Israelis and Arabs ‘On Same Page’
Israel’s concerns about the deal are shared by neighboring Arab states, who worry a relief from sanctions will free Iran to strengthen its support of terrorist groups and ignite a free-for-all nuclear arms race in the region.
“When Israelis and Arabs are on the same page, I think we should pay attention,” Dermer said to laughs from the crowd. “This is a unique moment in the history of the Middle East where the world as the Israelis see it and the world as the Arabs see it are lined up.”
“And I think not only should we stand together in confronting common threats, I think we should do whatever we can to try to seize the appetite of an alignment of interests to see if we can begin a broader rapprochement between Israel and the Arab world,” he added.
Dermer went as far as to suggest shared interests with the Arab states over the nuclear issue could provide positive momentum for peace talks with the Palestinians.
“They used to believe the key to that [a rapprochement with the Arab word] was solving the Palestinian question, and there is no doubt that issue cannot be ignored,” Dermer said.
“But as the prime minister said a few months ago, I’m not so sure the reverse won’t be true, meaning that I don’t know if Israel and Palestinian peace will unlock wider rapprochement with the Arab world. It might be broader rapprochement with the Arab world will unlock Israeli-Palestinian peace. We should be focusing the next few years on how we can take advantage of this historic aligning of interests between Israel and our Arab neighbors.”

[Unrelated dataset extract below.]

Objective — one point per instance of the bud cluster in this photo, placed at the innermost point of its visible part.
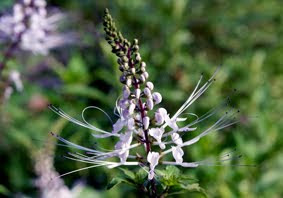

Netanyahu had seemed to throw water on the peace process—and over his commitment to a two-state solution—before his reelection in March when he said no Palestinian state would happen during his tenure.
After his victory, Netanyahu said that he still supported Palestinian statehood, but saw it as impossible under current conditions.
Obama, already bothered by Netanyahu’s speech before Congress, said then that he would “reassess” Washington’s longstanding policy of defending Israel in international forums.
Those two issues, on top of the disagreements over Iran’s nuclear program, had seemingly imperiled the U.S.-Israel alliance.
But Dermer promised Israel would remain a strong partner—and a continued stable force in the Middle East, no matter the policy moves made outside its control.
“Israel is a very strong country with a very strong economy, and a very resilient public,” Dermer said. “We didn’t come back from 2,000 years of exile to see a bunch of fanatical ayatollahs cut the thread of Jewish history. That’s not gonna happen.”
“We have to stay very strong, and have to recognize that because Israel is a very strong country, we can go from great strength to great vulnerability like that,” he continued. “If Israel makes mistakes, we can become very vulnerable very quickly. We cannot roll the dice on the future of the one and only Jewish state.”